О чем речь, о перемещении тел или об опыте духа, вести, встречи? Перемещение тел бывает не каждый день, настоящая жизнь духа означает ежедневное, ежечасное движение. Поэтому скандал и хуже чем нечтение, если эти места Дидахе или соответствующие места Евангелия читают социологически. Читают и переводят так: «Уходя же от вас, посланник пусть не берет ничего кроме хлеба, необходимого ему в пути до тех пор, пока он не остановится в следующем месте; а если он просит денег — он лжепророк» (11,6). Прочитаем без добавлений: «Уходя, апостол пусть не берет ничего кроме хлеба, пока он не остановится, а если он просит денег — он лжепророк». Духу не нужна денежная (герменевтическая, истолковательная) подпорка. Мф 10,9–10: «Не берите с собою ни золота, ни серебра, ни меди в поясы свои, ни сумы на дорогу, ни двух одежд, ни обуви, ни посоха, ибо трудящийся достоин пропитания». Дух требует хлебного обеспечения, не денежного. Спаситель накормил толпу хлебами, он и преломил хлеб на Тайной Вечере, при том что деньги были в его странствующей общине: они были в ящике, их таскал Иуда. Хлеб можно взять и съесть. На деньги можно купить хлеб, но для этого надо уйти и прийти, встретиться с продавцом, поменять деньги на хлеб. В храме происходит встреча с лицом и наоборот, где встреча, там и храм, там и священное место. В храме нет места для обмена, Спаситель в храме опрокидывает столы менял. Требование принять говорящих в духе без интерпретации то же, что опрокидывание столов менял: где прямое присутствие лица, там денежные, счетные, рассчитывающие операции отменяются. «И каждого пророка, говорящего в духе, не проверяйте и не обсуждайте: потому что всякий грех будет прощен, а этот грех прощен не будет.» Хлеб в храме должен быть, деньги нет.

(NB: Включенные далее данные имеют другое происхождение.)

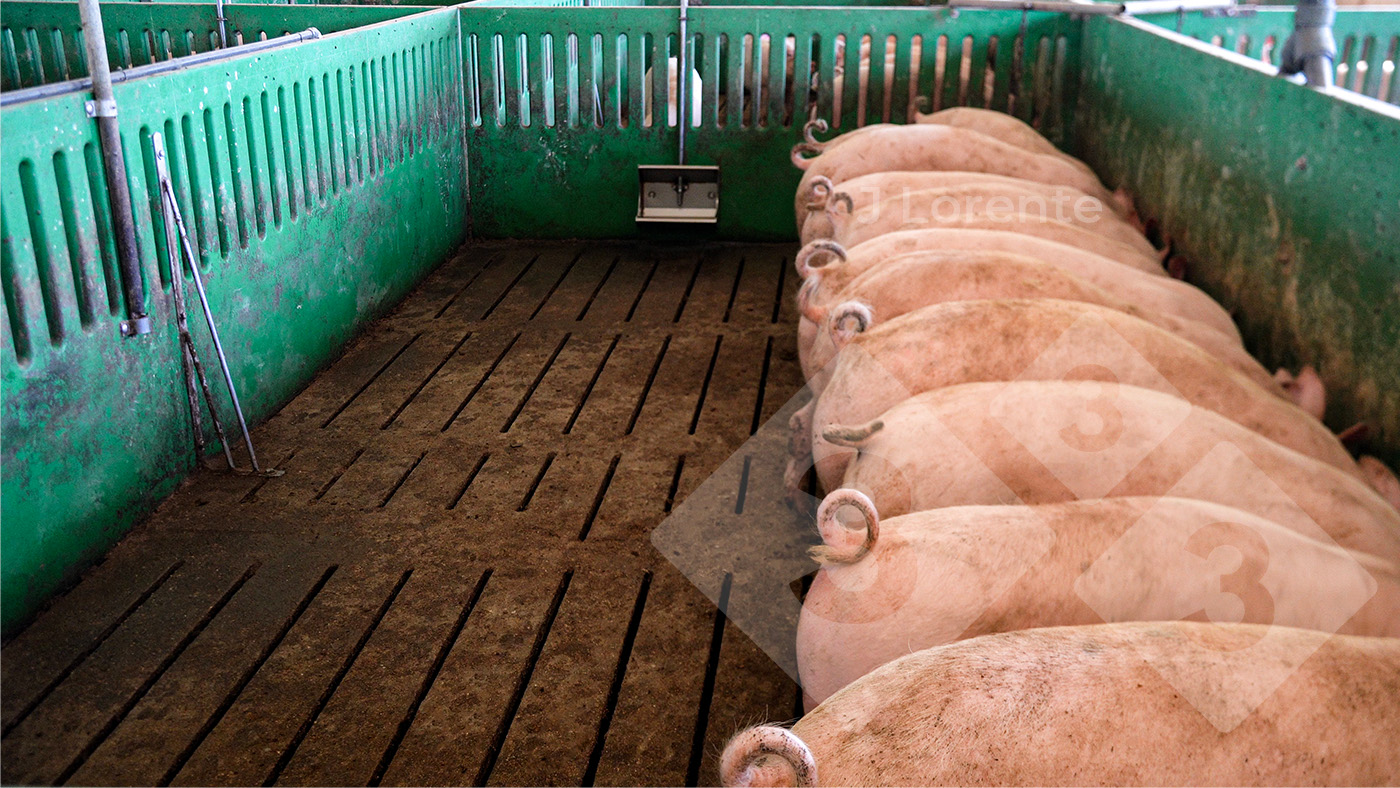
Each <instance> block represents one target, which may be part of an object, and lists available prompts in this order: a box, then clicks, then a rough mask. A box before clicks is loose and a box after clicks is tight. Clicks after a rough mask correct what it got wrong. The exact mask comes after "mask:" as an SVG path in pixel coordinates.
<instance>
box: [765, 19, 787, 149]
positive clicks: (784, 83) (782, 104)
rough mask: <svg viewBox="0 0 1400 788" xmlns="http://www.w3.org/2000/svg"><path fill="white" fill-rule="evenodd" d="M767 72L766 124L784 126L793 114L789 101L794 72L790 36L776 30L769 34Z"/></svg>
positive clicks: (767, 38) (778, 125)
mask: <svg viewBox="0 0 1400 788" xmlns="http://www.w3.org/2000/svg"><path fill="white" fill-rule="evenodd" d="M767 42H769V45H767V62H766V67H767V74H766V77H764V80H763V83H764V85H766V87H764V90H766V91H767V94H766V98H764V104H766V105H767V113H766V115H764V118H763V125H764V126H783V125H785V123H787V120H785V118H788V116H790V115H791V112H790V111H788V101H791V97H792V74H791V71H790V69H788V36H785V35H778V34H776V32H773V34H769V36H767Z"/></svg>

Хлеб и деньги выступают в решающий момент евангельского события рядом, и дважды, вдвойне, и втройне. Что на Пасху Спаситель преломляет хлеб и делит его между всеми учениками, это все помнят; он кроме того еще говорит о хлебе, цитируя Пс 40,10: «Но да сбудется Писание: ядущий со Мною хлеб поднял на Меня пяту свою». Чтобы сбылось Писание, Спаситель обмакнув подает кусок хлеба — в третий раз хлеб, и уже другой хлеб чем хлеб преломления, который получили все апостолы. Хлеб Иуде Искариоту уникальный и особый, хлеб контраста и опознания. И тут же деньги: Спаситель говорит слова, которые можно понять так, что надо купить необходимое к празднику. Иуда выходит, и снова деньги: он идет брать деньги за предательство. И в третий раз деньги: он бросает деньги обратно Синедриону, чтобы деньги вернулись туда, откуда они вышли, в инстанцию расчета, занятую взвешиванием того, чья жизнь стоит больше, целого народа или одного человека.